XXXIII. – C. PLINE SALUE SON CHER ROMANUS .

Le grand succès oratoire.

Enlevez tout, dit-il, emportez les travaux commencés .

Que vous écriviez ou que vous lisiez, faites enlever, faites emporter tout et prenez en main mon discours, ce discours divin comme l’armure fameuse (est-ce assez de fierté ?), ou plus exactement ce discours, beau pour un des miens, car c’est assez pour moi de rivaliser avec moi-même.

Je l’ai écrit pour Attia Viriola et le rang de la personne, la rareté de l’exemple, l’importance du tribunal, lui donnent de l’intérêt. Cette femme de haute naissance, mariée à un ancien préteur, avait été déshéritée par un père octogénaire onze jours après que, entraîné par une folle passion, il lui avait donné une belle-mère. Elle réclamait les biens de son père devant les quatre sections des centumvirs.
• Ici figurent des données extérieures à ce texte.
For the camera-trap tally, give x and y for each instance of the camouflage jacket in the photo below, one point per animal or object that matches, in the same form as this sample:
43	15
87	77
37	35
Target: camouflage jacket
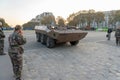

Cent quatre-vingts juges siégeaient (c’est le nombre qui compose les quatre sections), de part et d’autre une foule d’avocats et d’intéressés garnissaient les bancs qui leur étaient réservés, en outre une assistance serrée entourait le vaste espace occupé par le tribunal de cercles multipliés d’auditeurs. On se pressait même sur l’estrade des juges, et des tribunes de la basilique , les femmes d’un côté, les hommes de l’autre, se penchaient avides d’entendre, ce qui était difficile, et de voir, ce qui était facile. Grande était la curiosité chez les pères, chez les filles, chez les belles-mères même. Les sentences furent diverses. Deux sections nous donnèrent raison, deux autres nous donnèrent tort. Il est vraiment remarquable et étonnant que dans la même cause, avec les mêmes juges, les mêmes avocats, dans les mêmes circonstances on ait abouti à des jugements si opposés. Il est arrivé par un hasard, qui pourrait ne pas paraître un hasard, que la belle-mère a perdu son procès ; elle était héritière pour le sixième, et Suburanus aussi l’a perdu, lui qui, déshérité par son père, avait l’impudence de revendiquer les biens du père d’une autre, n’ayant pas osé réclamer ceux du sien.

Je vous donne ces détails, d’abord pour que vous appreniez par ma lettre ce que vous ne pouvez apprendre par mon plaidoyer ; et puis (j’avoue mon artifice), afin que la lecture de mon discours vous soit plus agréable, si vous croyez non pas lire, mais assister aux débats ; ainsi, quoique long, j’espère qu’il vous plaira autant que s’il était très court. Car la richesse du sujet, l’ingéniosité du plan, les courtes narrations qui y abondent, et la variété du style en renouvellent l’intérêt. Vous y trouverez, je n’oserais le dire à un autre, tantôt de l’ampleur, tantôt de la chicane, tantôt de la simplicité. Car à ces accents véhéments et sublimes j’ai été obligé de mêler des calculs et presque de demander des jetons et la tablette à compter , si bien que le tribunal des centumvirs se transformait brusquement en tribunal du juge unique . J’ai déployé mes voiles au souffle de l’indignation, de la colère, de la douleur, et dans cette vaste cause, comme en pleine mer, j’ai confié ma barque à plusieurs vents. En un mot, quelques-uns de mes amis regardent ce discours, comparé, je le répète à mes autres plaidoyers, comme mon « discours pour Ctésiphon ». Ont-ils raison ? Vous en jugerez mieux que personne, vous qui savez si bien par cœur tous les autres, qu’il vous suffira de lire celui-ci pour faire la comparaison. Adieu.